ハリケーン「アイリーン」、NY市を直撃
2011年08月28日 19:02 発信地:ニューヨーク/米国
【8月28日 AFP】米東海岸でこれまでに9人の死者を出したハリケーン「アイリーン(Irene)」は28日、ニューヨーク(New York)市を直撃した。マンハッタン(Manhattan)の高層ビルには強風が吹きつけ、金融街には浸水被害のおそれが出ている。
アイリーンは雷や竜巻、暴風雨をともない、27日夜から28日未明にかけてニューヨーク市を直撃した。アイリーンの勢いは着々と強まり、明け方前には風速は22メートルを超え、最大風速は約35.8メートルに達した。
ニューヨーク市では、浸水、洪水などの危険性のあるウォール街(Wall Street)やコニーアイランド(Coney Island)などの地区で37万人に避難命令が出され、市内はまるでゴーストタウンの様になっている。地下鉄とバス、それにスタッテン島(Staten Island)へ向かうフェリーが27日には閉鎖され、近隣の空港も閉鎖されて米国最大都市はまひ状態となった。
ニューヨーク市のマイケル・ブルームバーグ(Michael Bloomberg)市長は記者会見で、今からハリケーンから逃げるのは不可能だと述べた。
「現時点ですでに避難していなければ、いまいる場所にとどまることを勧める」と、ブルームバーグ市長は語り、「自然はわれわれよりもはるかに強大だ」と述べた。
アイリーンは27日午前8時、米ノースカロライナ(North Carolina)州のケープ・ルックアウト(Cape Lookout)で米本土に上陸した。

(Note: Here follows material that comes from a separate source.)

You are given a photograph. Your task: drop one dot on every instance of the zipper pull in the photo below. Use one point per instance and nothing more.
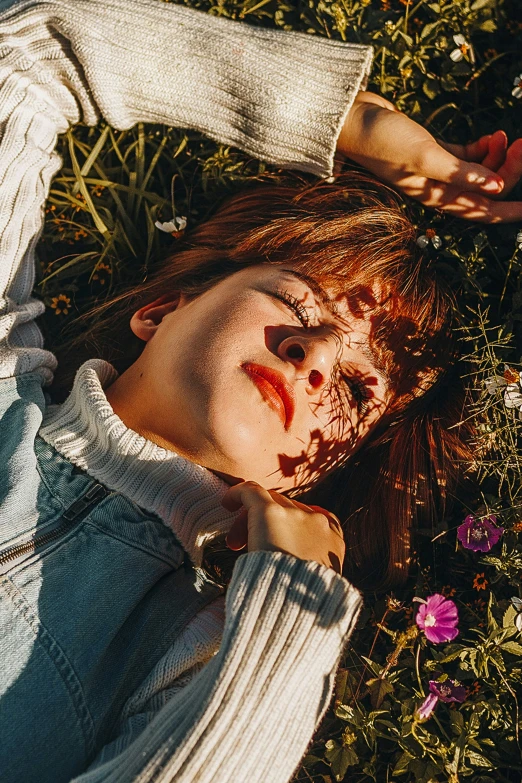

27日時点でノースカロライナ州、バージニア(Virginia)州、フロリダ(Florida)州で自動車事故や心臓発作、木の倒壊などで少なくとも9人が死亡した。最年少の犠牲者は11歳の少年で、バージニア州のニューポートニュース(Newport News)のアパートに倒れてきた木により死亡した。
アイリーンは東海岸沿岸を北上しながら電力網に被害を及ぼし、100万人以上の人びとが停電に見舞われている。航空便の欠航は8000便に上り、これまでにニュージャージー(New Jersey)州を中心に約200万人が避難している
11人死亡、300万世帯が停電=ハリケーン、ニューヨーク直撃
時事通信 8月29日(月)0時55分配信
【ニューヨーク、ワシントン時事】米東部沿岸を北上し各地に大きな被害をもたらしたハリケーン「アイリーン」は28日午前9時(日本時間午後10時)までに勢力を弱めて熱帯暴風雨となり、ニューヨーク市に上陸した。CNNテレビによると、これまでに暴風雨のため沿岸部を中心に約300万世帯が停電、倒木などで11人が死亡した。
ニューヨーク市では、27日正午から地下鉄など公共機関が運行を中止した。ジョン・F・ケネディ国際空港などマンハッタン近郊の3大空港は閉鎖され、計9000便以上が欠航。全米鉄道旅客公社(アムトラック)も米国東部の路線の運行を全面中止するなど、交通がまひ状態に陥った。